İrfan Burulday: “Koruyan” ve “Kollayan” Olarak Din, Devlet ve Siyaset

27.05.2024

“Bir ulusa dinini terk ettirebilmenin tek yöntemi onu boyunduruk altına almaktır.” Bir ulus açısından meşruiyet,  siyasal ve toplumsal düzenin sağlanmasıyla gerçekleşir. Günümüzde bu düzeni sağlayacak aygıt ulus merkezli devlettir. Devlet ise “siyasi olan”ın üstünde bir karar verme yetkisine sahiptir.  Bir ulusun politik, ekonomik ve kültürel alanlarda meşruiyetine son vermek, onun self-determinasyon hakkını yok saymaktır. Bu bakımdan devletler, ulusların siyasal ve anayasal düzeninin yansıtıldığı kurumlardır.

Siyasetin başat problemi meşruiyetin kaynağıdır. İnsani bir etkinlik kabul edilen siyasi meşruiyetin kaynağı kutsala değil, insani eylemlere dayandırılır. Öyleyse siyasi meşruiyetin kaynağı veya karar merkezi de bu güçtür.
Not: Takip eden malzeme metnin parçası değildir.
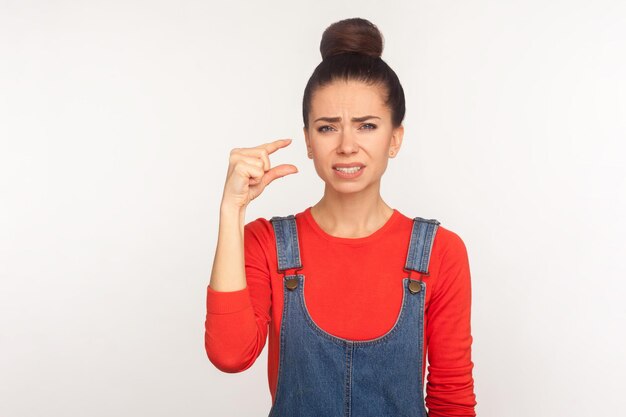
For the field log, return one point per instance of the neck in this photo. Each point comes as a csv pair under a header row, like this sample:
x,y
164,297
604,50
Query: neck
x,y
351,215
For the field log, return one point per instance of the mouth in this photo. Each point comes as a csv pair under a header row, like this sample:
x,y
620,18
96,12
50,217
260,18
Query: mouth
x,y
349,168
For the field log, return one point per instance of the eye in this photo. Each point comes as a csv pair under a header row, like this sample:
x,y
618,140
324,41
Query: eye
x,y
321,129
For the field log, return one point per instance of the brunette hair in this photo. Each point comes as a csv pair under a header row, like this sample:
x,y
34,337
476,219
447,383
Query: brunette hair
x,y
351,50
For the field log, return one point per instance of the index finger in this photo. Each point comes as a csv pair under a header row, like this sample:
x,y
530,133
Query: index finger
x,y
272,147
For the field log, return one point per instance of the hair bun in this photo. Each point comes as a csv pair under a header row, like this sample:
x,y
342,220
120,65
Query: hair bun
x,y
353,35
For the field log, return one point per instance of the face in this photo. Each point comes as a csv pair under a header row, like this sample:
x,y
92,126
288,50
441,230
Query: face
x,y
349,125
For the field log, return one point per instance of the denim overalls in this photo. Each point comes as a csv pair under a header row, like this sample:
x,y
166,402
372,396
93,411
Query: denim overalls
x,y
321,375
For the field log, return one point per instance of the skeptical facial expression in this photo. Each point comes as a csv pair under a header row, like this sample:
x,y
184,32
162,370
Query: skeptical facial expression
x,y
350,136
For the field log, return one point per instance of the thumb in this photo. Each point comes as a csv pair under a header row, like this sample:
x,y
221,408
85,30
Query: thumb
x,y
278,172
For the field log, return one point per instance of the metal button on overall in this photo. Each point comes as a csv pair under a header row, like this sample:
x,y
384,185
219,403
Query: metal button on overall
x,y
322,375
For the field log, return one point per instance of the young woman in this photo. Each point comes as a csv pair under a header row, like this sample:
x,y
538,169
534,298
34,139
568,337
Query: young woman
x,y
355,295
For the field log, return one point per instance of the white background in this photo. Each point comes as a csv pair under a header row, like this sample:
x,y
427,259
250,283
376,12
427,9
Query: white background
x,y
116,119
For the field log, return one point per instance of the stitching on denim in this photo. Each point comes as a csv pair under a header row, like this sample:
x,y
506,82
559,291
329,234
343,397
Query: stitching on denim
x,y
421,351
295,241
281,354
409,254
348,381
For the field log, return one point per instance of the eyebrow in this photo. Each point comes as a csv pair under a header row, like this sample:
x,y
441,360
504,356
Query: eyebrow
x,y
338,119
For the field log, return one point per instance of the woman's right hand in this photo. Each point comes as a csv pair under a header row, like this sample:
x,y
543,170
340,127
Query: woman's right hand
x,y
249,172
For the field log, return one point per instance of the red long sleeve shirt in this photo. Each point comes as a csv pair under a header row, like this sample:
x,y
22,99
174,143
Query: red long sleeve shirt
x,y
352,292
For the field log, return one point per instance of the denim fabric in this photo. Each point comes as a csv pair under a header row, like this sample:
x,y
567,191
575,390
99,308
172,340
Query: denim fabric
x,y
321,375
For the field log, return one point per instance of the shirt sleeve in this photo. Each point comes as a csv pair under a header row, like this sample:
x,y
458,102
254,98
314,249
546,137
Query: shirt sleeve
x,y
236,324
450,385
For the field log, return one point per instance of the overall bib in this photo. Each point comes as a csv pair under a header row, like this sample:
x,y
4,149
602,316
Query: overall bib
x,y
321,375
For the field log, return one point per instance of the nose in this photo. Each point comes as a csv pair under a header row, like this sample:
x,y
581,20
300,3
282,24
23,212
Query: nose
x,y
348,142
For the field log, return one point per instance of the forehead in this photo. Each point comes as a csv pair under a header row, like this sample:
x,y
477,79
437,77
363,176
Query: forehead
x,y
352,97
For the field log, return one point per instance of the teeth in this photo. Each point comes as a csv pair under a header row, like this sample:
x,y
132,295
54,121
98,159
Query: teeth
x,y
349,170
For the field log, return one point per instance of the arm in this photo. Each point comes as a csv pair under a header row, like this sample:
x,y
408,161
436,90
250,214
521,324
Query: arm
x,y
450,386
237,317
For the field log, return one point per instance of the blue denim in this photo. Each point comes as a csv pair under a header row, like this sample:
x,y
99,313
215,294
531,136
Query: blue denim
x,y
321,375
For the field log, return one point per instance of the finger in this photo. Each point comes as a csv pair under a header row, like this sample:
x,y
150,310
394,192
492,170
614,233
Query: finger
x,y
278,172
249,171
259,154
272,147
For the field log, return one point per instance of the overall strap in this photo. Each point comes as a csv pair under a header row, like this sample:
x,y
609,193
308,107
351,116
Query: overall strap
x,y
422,238
287,248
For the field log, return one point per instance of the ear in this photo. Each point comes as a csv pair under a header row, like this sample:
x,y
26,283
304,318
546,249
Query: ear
x,y
396,140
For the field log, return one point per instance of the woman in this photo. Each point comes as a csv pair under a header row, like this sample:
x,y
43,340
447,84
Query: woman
x,y
384,292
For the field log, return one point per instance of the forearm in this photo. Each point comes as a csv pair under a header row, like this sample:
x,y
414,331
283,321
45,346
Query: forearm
x,y
228,271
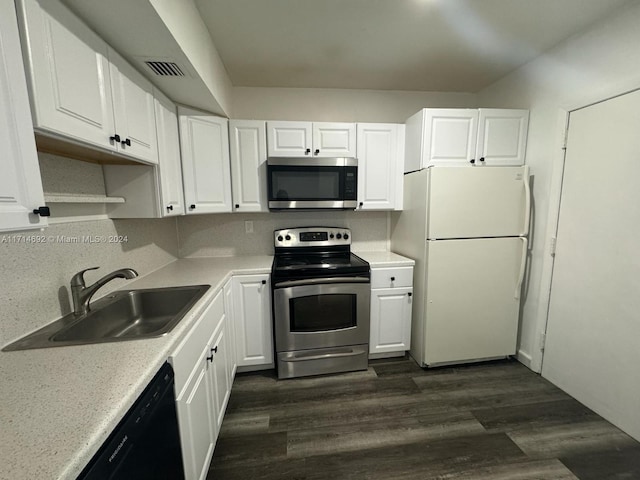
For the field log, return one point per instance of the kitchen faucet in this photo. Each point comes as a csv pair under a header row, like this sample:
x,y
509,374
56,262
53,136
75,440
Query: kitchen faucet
x,y
82,295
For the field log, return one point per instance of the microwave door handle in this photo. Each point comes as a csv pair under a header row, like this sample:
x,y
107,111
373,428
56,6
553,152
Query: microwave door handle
x,y
318,281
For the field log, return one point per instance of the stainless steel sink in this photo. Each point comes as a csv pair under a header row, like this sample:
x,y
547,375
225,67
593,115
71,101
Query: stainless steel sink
x,y
122,315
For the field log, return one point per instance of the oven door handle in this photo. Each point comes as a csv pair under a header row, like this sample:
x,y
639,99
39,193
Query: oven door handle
x,y
352,352
319,281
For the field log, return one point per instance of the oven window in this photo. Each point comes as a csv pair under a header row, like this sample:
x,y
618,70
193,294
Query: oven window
x,y
318,313
305,183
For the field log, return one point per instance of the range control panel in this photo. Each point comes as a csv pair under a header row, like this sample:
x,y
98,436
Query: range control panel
x,y
312,237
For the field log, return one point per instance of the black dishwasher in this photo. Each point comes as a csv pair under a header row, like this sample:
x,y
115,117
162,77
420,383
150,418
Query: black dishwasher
x,y
146,443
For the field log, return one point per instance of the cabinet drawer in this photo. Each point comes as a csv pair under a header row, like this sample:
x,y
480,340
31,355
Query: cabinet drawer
x,y
185,357
391,277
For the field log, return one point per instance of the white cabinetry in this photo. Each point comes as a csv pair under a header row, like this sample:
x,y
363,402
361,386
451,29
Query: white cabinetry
x,y
203,386
319,139
252,310
465,137
204,141
20,185
391,302
380,163
80,89
248,150
151,191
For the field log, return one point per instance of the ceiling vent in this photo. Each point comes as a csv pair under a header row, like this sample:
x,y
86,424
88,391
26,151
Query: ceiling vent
x,y
165,69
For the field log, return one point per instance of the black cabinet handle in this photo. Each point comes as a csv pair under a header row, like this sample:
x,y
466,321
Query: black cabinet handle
x,y
42,211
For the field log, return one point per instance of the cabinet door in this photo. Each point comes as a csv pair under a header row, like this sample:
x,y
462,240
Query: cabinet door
x,y
219,375
204,141
390,320
379,166
252,308
502,136
195,408
449,136
133,106
248,148
231,329
289,139
20,184
68,69
334,139
170,167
Siyaset, karar verme etkinliğidir.

Modern devlette egemenlik meşruiyetini halktan alan devlete özgüdür ve bu yüzden Ortaçağ ve günümüz teokratik rejimlerde olduğu gibi egemenlik Tanrı ve onu temsil yetkisine sahip olduğunu iddia eden iktidar, kilise, ruhban ve din adamlarına ait değildir. Haliyle iktidarın kaynağı ilahi değil beşeridir. Bir başka ifadeyle, modern devletlerde meşruiyet mekanizmaları ilahi olanı değil toplumsal ve siyasi olanı temsil eder. Devletin dini veya ilahi bir figür olarak merkeze konulması, otoriter-totaliter rejimler için bir güç odağı yaratılmasına yol açar. Güçlü devlet teorisi merkezli bu düşünce devletin ilahiliğinin pekiştirilmesi ve siyaset sahnesine ilahi olanın temsilci olarak pazarlanmasını sağlamaktadır. Bir başka ifadeyle “din devleti” teorisi ile otoritenin öne çıkarılması ontolojik anlamda siyasal bir mit oluşturmayı amaçlamaktadır. “Koruyan” ve “kollayan” veya “koruyorum öyleyse emrederim” formülasyonu diyalektiğinde olduğu gibi.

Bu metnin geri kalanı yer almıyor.